/gridbug

Simple tool to monitor network connectivity between nodes and display status graph.

Primary LanguagePythonMIT LicenseMIT

GridBug

This is a simple tool to monitor network connectivity between nodes and display a graph.

image

How it Works

The gridbug.py service pulls in a list of other GridBug nodes. It then proceeds to poll each of these nodes and records the state (link up or down).

All of the GridBug nodes act as servers and clients. Every node attempts to converge on the same graph by polling and sharing updates with each other. Each node builds a directional graph of connectivity between all the GridBug nodes and renders that as an HTML page using the cytoscape JavaScript visualization library.

The script can run as a serverless container, a hosted container or as a standalone (python) service.

Serverless Container

The service will run by setting local environmental variables for the node. This will make it easy to run in a serverless fashion (tested in AWS Fargate, Google Cloud Run, and Azure ACI):

Use Container: jasonacox/gridbug

# Set these environmental variables
BUGLISTURL="https://jasonacox.com/gridbugs.json"  # URL to gridbugs.json seed file
GB_ID="cloud-us-west"                             # Short descriptive name for this node 
GB_DEBUG="no"                                     # Debug mode yes/no
GB_NODEURL="autodiscover"                         # or Address/IP:PORT for this node
GB_GRIDKEY="RaNdomKeY-4-your-Grid"                # Unique key for your grid network

Using "autodiscover" the node will attempt to discover its own public IP address. If you are using an application load balancer or gateway, specify the DNS address or public IP address and port instead (e.g. 10.20.30.40:8777).

Cloud Serverless tips:

  • AWS ECS - When you create an Fargate service (task definition), you will need to specify the environmental variables (container overrides) as shown above.
  • Google Cloud Run - You will need to specify the port (8777) and create a vpc-connector to get a static address for your instance (see here). Deploy a test and it will provide an https address that you will use as the GB_NODEURL without the port (edit and deploy new revision with that environmental update).
  • Azure ACI - You will need to do a test deploy to get the URL of the container. Once you have that, you will use that as the GB_NODEURL with the port suffix (:8777).

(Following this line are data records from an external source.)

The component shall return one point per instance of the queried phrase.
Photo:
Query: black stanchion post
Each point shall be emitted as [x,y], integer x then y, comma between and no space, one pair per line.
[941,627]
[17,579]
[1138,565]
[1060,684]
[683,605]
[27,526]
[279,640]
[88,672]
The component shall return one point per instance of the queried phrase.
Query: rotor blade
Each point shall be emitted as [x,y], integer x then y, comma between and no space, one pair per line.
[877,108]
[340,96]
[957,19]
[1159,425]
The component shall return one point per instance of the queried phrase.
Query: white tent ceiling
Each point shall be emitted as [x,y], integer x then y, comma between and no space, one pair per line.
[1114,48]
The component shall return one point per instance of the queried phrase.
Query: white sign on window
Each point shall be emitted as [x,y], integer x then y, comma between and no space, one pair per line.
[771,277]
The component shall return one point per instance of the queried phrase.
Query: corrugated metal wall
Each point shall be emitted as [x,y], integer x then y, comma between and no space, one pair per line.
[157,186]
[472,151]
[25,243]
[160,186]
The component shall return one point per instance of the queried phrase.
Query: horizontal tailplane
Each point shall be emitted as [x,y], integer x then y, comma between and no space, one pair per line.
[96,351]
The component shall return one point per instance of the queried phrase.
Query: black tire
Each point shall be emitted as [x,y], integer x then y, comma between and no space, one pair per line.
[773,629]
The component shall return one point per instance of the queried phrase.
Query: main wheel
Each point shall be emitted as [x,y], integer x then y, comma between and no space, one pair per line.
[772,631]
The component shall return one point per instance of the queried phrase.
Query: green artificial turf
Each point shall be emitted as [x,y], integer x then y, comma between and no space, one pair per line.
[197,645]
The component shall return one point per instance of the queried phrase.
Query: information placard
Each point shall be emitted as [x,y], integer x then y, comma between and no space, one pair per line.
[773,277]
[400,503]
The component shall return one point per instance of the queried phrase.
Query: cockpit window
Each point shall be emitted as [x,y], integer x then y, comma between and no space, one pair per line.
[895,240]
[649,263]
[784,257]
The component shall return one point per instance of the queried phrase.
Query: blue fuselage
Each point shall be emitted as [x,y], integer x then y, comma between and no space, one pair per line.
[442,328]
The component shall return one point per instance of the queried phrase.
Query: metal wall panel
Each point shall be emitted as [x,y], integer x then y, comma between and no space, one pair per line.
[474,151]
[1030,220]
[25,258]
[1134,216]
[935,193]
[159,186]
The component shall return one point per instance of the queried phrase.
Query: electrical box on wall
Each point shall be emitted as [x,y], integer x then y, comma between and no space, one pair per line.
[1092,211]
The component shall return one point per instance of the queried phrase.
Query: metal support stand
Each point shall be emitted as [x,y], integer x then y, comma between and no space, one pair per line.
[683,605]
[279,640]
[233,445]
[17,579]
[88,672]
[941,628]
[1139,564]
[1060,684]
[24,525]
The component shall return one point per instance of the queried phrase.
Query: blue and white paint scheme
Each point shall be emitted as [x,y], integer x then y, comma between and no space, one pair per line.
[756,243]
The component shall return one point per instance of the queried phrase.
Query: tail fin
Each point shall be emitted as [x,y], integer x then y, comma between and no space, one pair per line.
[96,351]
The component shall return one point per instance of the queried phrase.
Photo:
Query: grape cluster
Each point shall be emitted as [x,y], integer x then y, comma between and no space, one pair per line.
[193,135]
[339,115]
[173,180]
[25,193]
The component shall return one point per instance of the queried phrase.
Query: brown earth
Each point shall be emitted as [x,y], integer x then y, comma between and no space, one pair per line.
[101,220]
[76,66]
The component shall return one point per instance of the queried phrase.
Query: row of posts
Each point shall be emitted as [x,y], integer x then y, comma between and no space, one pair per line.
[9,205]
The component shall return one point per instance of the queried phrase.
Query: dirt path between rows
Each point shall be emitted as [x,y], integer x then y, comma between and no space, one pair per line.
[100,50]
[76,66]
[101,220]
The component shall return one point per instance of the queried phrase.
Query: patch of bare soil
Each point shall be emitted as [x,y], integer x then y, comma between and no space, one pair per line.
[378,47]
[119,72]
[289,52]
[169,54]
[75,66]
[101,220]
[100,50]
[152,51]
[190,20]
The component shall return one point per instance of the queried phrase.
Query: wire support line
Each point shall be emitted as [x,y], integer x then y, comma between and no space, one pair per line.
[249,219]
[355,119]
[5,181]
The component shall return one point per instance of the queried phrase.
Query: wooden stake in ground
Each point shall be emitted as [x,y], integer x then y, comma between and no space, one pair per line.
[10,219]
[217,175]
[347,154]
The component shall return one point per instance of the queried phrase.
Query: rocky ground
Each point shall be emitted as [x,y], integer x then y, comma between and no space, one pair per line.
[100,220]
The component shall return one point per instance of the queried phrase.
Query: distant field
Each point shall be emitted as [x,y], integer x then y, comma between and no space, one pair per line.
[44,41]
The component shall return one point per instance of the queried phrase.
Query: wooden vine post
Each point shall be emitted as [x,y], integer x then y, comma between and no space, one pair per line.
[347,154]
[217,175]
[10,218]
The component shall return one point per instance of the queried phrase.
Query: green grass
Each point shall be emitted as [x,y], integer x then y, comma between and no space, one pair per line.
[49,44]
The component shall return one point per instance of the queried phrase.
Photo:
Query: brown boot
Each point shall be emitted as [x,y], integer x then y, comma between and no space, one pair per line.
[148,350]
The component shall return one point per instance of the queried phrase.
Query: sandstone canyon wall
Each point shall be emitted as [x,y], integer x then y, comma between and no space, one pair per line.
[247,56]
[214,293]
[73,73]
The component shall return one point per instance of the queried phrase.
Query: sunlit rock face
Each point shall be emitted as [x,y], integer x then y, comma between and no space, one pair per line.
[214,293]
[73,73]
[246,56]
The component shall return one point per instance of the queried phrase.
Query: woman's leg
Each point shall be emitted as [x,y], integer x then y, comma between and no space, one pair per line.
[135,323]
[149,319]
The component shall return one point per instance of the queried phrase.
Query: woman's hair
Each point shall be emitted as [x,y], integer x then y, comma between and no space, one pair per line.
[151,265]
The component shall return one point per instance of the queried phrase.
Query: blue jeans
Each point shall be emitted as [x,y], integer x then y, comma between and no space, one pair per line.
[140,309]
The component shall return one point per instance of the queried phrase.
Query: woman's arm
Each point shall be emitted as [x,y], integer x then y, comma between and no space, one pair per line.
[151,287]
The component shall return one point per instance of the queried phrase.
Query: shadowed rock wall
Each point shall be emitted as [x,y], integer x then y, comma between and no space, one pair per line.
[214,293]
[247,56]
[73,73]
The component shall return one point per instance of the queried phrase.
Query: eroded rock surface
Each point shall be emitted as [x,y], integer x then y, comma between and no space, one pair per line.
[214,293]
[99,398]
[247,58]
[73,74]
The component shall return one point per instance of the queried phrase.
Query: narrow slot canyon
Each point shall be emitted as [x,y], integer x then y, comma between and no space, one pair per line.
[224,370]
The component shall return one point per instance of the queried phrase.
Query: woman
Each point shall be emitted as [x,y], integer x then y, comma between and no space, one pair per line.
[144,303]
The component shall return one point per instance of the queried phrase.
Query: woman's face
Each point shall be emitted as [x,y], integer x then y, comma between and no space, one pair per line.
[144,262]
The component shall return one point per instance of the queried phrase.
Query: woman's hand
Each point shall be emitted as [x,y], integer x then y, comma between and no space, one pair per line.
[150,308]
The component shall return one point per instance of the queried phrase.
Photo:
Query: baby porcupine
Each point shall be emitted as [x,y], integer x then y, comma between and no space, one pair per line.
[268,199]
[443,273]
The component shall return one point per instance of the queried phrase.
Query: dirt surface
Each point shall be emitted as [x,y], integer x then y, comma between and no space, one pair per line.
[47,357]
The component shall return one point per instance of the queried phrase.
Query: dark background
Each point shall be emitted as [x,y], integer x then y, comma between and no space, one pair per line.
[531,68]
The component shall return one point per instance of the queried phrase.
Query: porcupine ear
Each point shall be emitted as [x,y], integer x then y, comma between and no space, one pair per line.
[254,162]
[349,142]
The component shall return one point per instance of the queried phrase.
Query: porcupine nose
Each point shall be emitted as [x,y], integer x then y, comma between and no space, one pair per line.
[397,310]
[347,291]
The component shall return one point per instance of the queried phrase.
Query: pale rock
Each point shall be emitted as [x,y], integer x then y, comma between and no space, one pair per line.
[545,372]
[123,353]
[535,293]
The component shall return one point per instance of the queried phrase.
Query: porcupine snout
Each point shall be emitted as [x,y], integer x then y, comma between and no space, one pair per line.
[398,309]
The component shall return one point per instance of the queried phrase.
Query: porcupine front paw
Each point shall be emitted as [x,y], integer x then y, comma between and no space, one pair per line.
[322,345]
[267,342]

Hosted Container Setup (Wizard)

A setup.sh script is available to help get you started.

  • ID - Every GridBug node needs a unique ID that will show up on the visualization. Make this descriptive enough to identify where it is on the grid. For example, 'CA-datacenter' and 'East-1-Cloud'. Each node will also need a URL (hostname:8777) that is accessible by the other GridBug nodes.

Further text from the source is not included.